La Main (The Hand) (2005)
The Hand est la troisième partie du film à sketches Eros, qui comprend également deux courts métrages d’Antonioni et Soderbergh. Dire que le segment de Wong Kar Wai est le plus réussi des trois relève de l’euphémisme, tant celui d’Antonioni est un ratage total et celui de Soderbergh paraît complètement hors sujet. On retrouve dans The Hand Gong Li et Chen Chang, et le même érotisme latent qui a fait précédemment la force d’In the Mood for Love.

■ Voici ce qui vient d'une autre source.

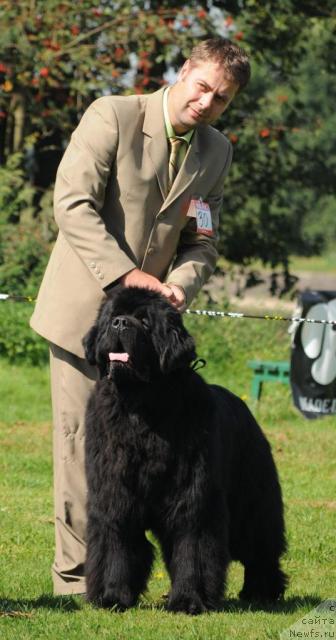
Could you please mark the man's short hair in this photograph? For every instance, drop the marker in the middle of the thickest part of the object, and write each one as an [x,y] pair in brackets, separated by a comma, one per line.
[230,56]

Revoir l’œuvre de Wong Kar Wai permet de mesurer toute la cohérence qui s’en dégage. C’est chose possible aujourd’hui grâce aux éditions DVD de ses films, dont voici les disponibilités :
Nos années sauvages, Chungking Express, Les Anges déchus et Happy Together sont disponibles dans le coffret « la Révolution Wong Kar Wai » édité par TF1 Vidéo. Les suppléments sont quasi inexistants : on trouve les bandes annonces des films et des galeries de photos. Les films sont dans des copies très correctes.
In the Mood for Love et 2046 font tous deux l’objet d’éditions collectors éditées par TF1 Vidéo. Ces éditions sont très riches. En plus des scènes coupées ou alternatives (toujours précieuses chez un cinéaste comme Wong Kar Wai), on y trouve des entretiens avec l’équipe du film, des bandes annonces, ainsi que des galeries d’affiches du monde entier. Les films sont présentés dans des copies magnifiques, avec un son Dolby Surround 5.1 qui rend justice à leurs magnifiques bandes-sons.
Les Cendres du temps est également disponible chez TF1 Vidéo. Un temps prévu pour figurer aux côtés des quatre films contenus dans le coffret « la Révolution Wong Kar Wai », on imagine que c’est la qualité médiocre du master qui a incité l’éditeur à le sortir séparément. L’image est granuleuse, et le son en mono. Il est à noter qu’une version sensiblement différente du film est sortie en Chine (certaines scènes ne figurent pas dans le master qui a servi pour l’élaboration du DVD français). Une rumeur court actuellement, selon laquelle Wong Kar Wai souhaiterait aujourd’hui remonter son film, ayant laissé beaucoup de matériel non utilisé lors du montage initial.
Toujours chez TF1 Vidéo, As Tears Go By a en revanche eu droit à un traitement qui fait honneur au film qu’il renferme, auquel s’ajoutent deux interviews des critiques Gérard Delorme et Fathi Beddiar, réalisées pour l’occasion.